Social Media Case Studies, F Commerce

Three F-Commerce Techniques That Actually Work

Daniel Lemin is Strategy & Analytics Lead at Convince & Convert. He also runs a consulting firm called Social Studio where he provides analytics, PR and integrated marketing strategy to his clients.

 

If you’ve been following the latest f-commerce news about retailers experimenting with social storefronts on Facebook, you’ll already know that the media are labeling the retailer efforts a failure following the shuttering of Facebook storefronts run by Gap, J.C. Penney, Nordstrom and Gamestop. These retailers were each pursuing a strategy that positioned their Facebook presence as a virtual extension of their website into the social network, one that permitted both browsing and actual e-commerce transactions within the confines of a Facebook tab. There are an increasing number of startups that have developed technology allowing smaller retailers to bring their storefronts to Facebook, promoting the promise of a social sales showcase and a virtual goldmine of profit and sales.

F-Commerce Goldmine or Landmine?

Judging by recent news reports, those Facebook (F-Commerce) shopping efforts appear to be more like a landmine, diverting precious innovation investments away from channels where retailers could be potentially making more money. But in truth, it’s very possible that the way these retailers were thinking about Facebook as a commerce platform was wrong from the starting line. They were focused on recreating a storefront, bringing their existing inventory and in many cases the same approach to the purchase funnel to an environment where it does not belong. Instead of thinking through how to leverage the value and unique elements of the social community on their Facebook Page, retailers are following a traditional playbook of monetizing their channels.

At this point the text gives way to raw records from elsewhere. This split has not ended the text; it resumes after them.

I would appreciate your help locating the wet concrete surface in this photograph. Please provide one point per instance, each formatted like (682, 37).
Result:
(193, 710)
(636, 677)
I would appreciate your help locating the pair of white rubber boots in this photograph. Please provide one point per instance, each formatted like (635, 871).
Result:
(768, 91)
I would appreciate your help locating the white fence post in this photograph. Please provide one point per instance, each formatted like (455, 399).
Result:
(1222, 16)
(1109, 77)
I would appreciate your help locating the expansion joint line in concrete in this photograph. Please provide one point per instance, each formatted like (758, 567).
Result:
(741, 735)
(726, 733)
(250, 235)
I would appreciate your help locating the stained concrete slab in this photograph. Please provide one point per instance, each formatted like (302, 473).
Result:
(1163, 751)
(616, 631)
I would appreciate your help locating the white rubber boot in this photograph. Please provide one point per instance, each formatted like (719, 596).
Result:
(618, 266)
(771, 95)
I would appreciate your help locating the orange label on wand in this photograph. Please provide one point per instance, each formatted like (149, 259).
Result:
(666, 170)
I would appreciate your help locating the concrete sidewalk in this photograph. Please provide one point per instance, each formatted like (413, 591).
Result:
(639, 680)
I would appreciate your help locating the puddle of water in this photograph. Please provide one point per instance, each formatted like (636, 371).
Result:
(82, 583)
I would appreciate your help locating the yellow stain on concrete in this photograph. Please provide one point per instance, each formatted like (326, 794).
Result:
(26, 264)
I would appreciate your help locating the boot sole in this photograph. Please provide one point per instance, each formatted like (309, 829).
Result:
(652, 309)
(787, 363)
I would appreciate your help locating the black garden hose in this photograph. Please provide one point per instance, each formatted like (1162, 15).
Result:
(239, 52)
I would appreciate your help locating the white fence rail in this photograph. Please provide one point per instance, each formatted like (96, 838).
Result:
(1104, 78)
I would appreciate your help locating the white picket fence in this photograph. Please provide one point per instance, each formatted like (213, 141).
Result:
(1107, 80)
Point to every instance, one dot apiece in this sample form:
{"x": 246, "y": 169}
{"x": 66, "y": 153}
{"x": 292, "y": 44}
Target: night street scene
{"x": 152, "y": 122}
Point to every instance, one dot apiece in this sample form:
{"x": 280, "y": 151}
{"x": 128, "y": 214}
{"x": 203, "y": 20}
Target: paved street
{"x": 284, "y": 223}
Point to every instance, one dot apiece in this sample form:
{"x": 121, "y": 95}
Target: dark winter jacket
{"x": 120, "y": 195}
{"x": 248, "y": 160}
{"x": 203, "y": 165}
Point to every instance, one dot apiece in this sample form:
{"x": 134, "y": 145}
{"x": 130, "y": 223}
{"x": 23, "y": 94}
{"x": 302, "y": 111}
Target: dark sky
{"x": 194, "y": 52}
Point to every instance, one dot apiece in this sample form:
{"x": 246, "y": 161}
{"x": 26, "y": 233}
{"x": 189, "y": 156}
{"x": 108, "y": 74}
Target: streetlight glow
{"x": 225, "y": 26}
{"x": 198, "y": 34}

The thing about a social setting like Facebook is this – it’s not mission-driven like search. Nobody goes to Facebook in search of a new blouse, or a killer pair of kicks. They go to see what their friends are doing, see what their favorite brands are up to and essentially network and socialize. One analyst has described this as a bar scene, a setting in which nobody wants to be immediately sold a pair of pants.

Does that mean it’s impossible to develop a winning F-Commerce strategy, one that actually holds the promise of working long-term? No, it just means that retailers must think about this in a very different way. Let’s look at three examples of ways some brands have done this.

Three Techniques To Maximize F-Commerce Success

  • Personalized Shopping: One of the most interesting uses of the vast amounts of data available via the Facebook platform are efforts around personalization. Consider the amount of data that people share on Facebook in their profiles – their marriage status, professions, geo-data (like where they’re living, or where they grew up), their university affiliations and their age, among many others. This data can be leveraged to help personalize the shopping experience and make it feel more tuned to the individual on the other end of the transaction. One retailer that has done a great job of this is Etsy. If you are signed in to their site via Facebook, they have a nifty tool that will scan your friends’ profiles and provide targeted recommendations for gifts they may like based on those interests. In using Facebook data this way they are at once making the shopping experience highly personal – after all, you may likely be on the Etsy site to find that perfect unusual gift – and increasing the likelihood that you’ll stick around and not abandon your search out of boredom or frustration. They’ve jumped you ahead in the purchase funnel, so to speak. If you wanted to get started on a tool similar to this you’ll want to dig into the documentation from Facebook about its Graph API.
  • Social Shopping: Sometimes people want to shop together without actually being together. They want to share looks for feedback, seek opinions on the tie/shirt/suit combinations or just plain brag about great finds that they made. Or, they may want to simply click the “Want” button on your website and have that published to their News Feed so others can see what they’re interested in for a birthday gift. These are features that are not quite ready for primetime, but they will be soon. A new class of actions – called Facebook Gestures – were announced last year that will allow developers to build Facebook-powered experiences around actions beyond the Like button. Your consumers may be able to click “Want”, “Bought,” “Covet” or even “Wearing” buttons. In turn, those little actions will trigger an item in the News Feed. This is one of the ways that you’ll be able to take advantage of a more social shopping experience without building that clunky storefront on Facebook itself.
  • Social Product Development: Another great way to use the power of the Facebook network is to develop products that are made specifically for your Facebook community. For example, you could run a t-shirt of the month campaign on Facebook, asking for design submissions and producing the winning entry as a limited-edition shirt available exclusively on a Facebook tab and only for a limited time. You can find tools that help you solicit those designs from companies like Wildfire, which provides an easy-to-use publishing and voting platform on Facebook. If your Facebook community were engaged in the selection of a t-shirt design, they will be more likely to click on over to your tab and see about making a purchase. And hey, why not offer them a pair of pants in the process?

All of these ideas have varying degrees of complexity but they are all do-able (or soon will be) even for the smallest of brands. Add these to existing efforts to offer custom deals and special offers for your Facebook community and you’ll soon realize that a solid source of e-commerce revenue is possible via Facebook.

Whether you choose to call that F-Commerce or just plain old Net Sales is up to you.